11th century Christian Arabian bishop and poet

Sulayman Ibn Hassan al-Ghazzi (also Solomon of Gaza or Samunas, c. 940 – 1027) was an Arab Christian poet and bishop of Gaza in Fatimid Palestine. His work provides insights into the life of Orthodox Christians in the Holy Land during the persecutions of caliph al-Hakim and his diwan is the earliest known collection of Arabic poetry dealing specifically with Christian religious themes.

==Life==
Though there are no outside sources about Sulayman's life, his life has been reconstructed from his highly personal verses by Néophytos Edelby. It seems that Sulayman entered a monastery as a youth after his father (called Hasan, Basila or possibly both) abandoned by his mother. However, shortly after taking his vows he left the monastery to lead a secular life (possibly working as a Katib), got wealthy and married. In his old age he lost not only his wife, but also his son and then only grandson (named Ibrahim) as well as his wealth. Sulayman finally returned to the monastic life and was eventually ordained bishop around the age of eighty, not least due to his great learning which becomes evident from his writing. He died some time after 1027.

==Work==
Though there have been other important Christian Arab poets such as the pre-Islamic al-Nabigah al-Dubyani or the court poet al-Akthal al-Taghlibi, Sulayman al-Ghazzi is the first to compose poetry on specific Christian themes and speaking about his Christian faith. His writings provide insights into the lives of Christian Arabs during the Fatimid Caliphate and protest the persecutions under caliph al-Hakim as well as the discrimination endured by the Christian population and the destruction of Christian sides such as the Holy Sepulchre in Jerusalem or the church of Saint George in Lydda. Sulayman also mentions the Palestinian monasteries he visited and wrote apologetic treatise of a Chalcedonian creed against various heresis.

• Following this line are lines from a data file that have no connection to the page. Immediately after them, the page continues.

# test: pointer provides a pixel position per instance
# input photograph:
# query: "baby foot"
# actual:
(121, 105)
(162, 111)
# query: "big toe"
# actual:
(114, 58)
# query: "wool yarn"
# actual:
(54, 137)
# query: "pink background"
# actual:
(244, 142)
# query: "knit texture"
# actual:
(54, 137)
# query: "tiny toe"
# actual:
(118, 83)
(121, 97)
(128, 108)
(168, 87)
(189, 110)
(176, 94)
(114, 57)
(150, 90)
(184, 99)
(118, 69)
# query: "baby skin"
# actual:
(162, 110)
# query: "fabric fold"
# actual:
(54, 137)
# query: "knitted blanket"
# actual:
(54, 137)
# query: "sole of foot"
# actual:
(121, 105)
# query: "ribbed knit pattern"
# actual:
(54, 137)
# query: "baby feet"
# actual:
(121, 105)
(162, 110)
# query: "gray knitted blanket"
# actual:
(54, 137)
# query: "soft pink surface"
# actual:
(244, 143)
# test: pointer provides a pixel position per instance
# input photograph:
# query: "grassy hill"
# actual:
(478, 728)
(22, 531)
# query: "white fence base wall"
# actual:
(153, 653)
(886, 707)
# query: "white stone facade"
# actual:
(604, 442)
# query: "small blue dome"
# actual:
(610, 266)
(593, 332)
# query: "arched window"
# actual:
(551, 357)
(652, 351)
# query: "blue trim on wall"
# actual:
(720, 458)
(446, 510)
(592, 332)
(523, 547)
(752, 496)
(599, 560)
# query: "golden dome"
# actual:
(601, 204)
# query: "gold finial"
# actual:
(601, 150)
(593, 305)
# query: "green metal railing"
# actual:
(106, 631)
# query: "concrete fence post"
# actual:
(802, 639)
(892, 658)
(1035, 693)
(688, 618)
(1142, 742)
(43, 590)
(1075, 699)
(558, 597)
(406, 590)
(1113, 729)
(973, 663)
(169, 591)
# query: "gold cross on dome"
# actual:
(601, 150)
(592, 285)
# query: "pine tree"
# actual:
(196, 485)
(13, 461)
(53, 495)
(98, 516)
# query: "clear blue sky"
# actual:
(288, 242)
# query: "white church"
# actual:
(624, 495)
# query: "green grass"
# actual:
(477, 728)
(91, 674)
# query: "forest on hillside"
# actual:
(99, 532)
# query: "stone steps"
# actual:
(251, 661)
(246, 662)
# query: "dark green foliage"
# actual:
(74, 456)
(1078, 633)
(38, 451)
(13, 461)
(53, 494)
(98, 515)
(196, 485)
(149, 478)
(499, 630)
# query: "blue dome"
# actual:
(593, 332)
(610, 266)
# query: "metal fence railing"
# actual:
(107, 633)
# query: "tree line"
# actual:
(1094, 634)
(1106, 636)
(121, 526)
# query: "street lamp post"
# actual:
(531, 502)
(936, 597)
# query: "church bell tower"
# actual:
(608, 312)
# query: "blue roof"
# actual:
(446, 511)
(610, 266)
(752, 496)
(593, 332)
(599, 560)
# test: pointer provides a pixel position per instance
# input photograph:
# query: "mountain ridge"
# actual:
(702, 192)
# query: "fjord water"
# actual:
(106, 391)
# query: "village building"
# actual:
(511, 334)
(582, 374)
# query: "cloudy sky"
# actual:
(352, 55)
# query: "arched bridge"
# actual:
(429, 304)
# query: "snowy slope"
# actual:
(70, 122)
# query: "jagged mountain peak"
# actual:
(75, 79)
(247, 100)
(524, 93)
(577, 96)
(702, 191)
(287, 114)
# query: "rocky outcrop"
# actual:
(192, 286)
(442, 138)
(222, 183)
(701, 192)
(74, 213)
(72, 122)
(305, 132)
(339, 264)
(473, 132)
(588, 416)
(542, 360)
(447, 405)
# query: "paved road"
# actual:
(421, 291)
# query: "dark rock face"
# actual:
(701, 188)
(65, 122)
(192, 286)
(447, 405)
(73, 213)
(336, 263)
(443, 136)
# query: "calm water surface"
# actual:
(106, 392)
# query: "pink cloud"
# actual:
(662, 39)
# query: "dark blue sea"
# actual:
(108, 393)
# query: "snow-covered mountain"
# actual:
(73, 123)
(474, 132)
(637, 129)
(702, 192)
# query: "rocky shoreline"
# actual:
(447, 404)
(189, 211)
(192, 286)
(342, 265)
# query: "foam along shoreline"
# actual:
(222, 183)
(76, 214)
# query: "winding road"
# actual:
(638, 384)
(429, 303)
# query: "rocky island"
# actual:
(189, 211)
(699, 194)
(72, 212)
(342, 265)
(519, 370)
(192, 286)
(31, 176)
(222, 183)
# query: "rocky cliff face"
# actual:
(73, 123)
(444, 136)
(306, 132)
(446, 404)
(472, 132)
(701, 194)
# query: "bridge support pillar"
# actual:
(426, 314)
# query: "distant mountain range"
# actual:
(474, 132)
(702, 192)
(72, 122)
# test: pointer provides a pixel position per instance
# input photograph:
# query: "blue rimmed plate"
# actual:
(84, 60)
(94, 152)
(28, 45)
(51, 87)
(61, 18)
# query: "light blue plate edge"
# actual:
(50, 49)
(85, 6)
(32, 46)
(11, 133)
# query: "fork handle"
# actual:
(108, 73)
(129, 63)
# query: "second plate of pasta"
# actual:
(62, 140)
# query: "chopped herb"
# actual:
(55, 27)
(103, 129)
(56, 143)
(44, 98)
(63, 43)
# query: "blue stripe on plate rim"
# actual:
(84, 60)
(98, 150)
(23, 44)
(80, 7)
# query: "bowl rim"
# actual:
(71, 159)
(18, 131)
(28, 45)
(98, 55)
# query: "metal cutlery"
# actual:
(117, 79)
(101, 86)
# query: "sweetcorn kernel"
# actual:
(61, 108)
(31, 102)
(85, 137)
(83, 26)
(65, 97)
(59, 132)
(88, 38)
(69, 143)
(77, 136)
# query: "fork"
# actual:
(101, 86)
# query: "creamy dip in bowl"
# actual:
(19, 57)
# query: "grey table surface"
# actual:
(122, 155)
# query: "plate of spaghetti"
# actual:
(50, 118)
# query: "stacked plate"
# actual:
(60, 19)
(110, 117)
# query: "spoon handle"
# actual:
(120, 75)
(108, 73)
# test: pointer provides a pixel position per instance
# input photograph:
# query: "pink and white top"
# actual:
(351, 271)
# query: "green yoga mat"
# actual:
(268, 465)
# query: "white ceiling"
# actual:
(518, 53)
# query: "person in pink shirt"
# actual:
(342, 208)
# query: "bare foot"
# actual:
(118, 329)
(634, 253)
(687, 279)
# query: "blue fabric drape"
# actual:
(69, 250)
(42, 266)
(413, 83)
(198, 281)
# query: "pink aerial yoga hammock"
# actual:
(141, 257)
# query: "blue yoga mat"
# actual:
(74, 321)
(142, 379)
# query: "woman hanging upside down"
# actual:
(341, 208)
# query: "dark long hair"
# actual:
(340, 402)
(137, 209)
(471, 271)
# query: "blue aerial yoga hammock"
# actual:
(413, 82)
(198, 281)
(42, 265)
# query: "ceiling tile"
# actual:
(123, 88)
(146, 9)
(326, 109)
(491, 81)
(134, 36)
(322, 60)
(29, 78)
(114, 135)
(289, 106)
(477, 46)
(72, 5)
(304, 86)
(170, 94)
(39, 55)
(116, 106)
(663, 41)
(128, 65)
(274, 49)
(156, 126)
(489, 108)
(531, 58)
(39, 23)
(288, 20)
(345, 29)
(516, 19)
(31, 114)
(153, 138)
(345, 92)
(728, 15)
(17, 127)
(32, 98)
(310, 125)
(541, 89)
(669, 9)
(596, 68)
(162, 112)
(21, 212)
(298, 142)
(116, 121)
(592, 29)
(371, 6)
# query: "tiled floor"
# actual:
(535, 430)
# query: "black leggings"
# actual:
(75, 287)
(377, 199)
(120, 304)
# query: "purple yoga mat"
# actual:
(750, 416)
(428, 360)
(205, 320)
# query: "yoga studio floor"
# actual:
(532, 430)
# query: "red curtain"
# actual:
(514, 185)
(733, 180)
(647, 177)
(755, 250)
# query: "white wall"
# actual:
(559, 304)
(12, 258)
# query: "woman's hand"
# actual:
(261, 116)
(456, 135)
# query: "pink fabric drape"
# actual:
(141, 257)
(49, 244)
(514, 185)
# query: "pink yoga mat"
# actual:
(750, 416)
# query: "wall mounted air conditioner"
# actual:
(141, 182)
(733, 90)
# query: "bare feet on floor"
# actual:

Nevertheless, Sulayman's most important literary achievement is his Diwan. It consists of 97 qasidas amounting to over 3,000 lines encompassing various religious topics, dating to the last third of the 10th century to the first third of the 11th century. The poems deal with various topics the sins of his youth and personal tragedies, the defence of orthodoxy, the persecution and humiliation endured by the Christians during his time. The dominant themes are the interconnectedness of his personal tragedy, his Palestinian environment and his highly developed theology of Incarnation. Central are two Christological ideas: first, that Christ is God, present as well in the New as the Old Testament and second, that Christ is fully united to humankind. This unity is achieved in that when Christ died, humankind died, and when he ascended into Heaven, he brought humankind with him.

The oldest manuscript that record his work dates to the year 1116. The poems of Sulayman were frequently sung or set to music.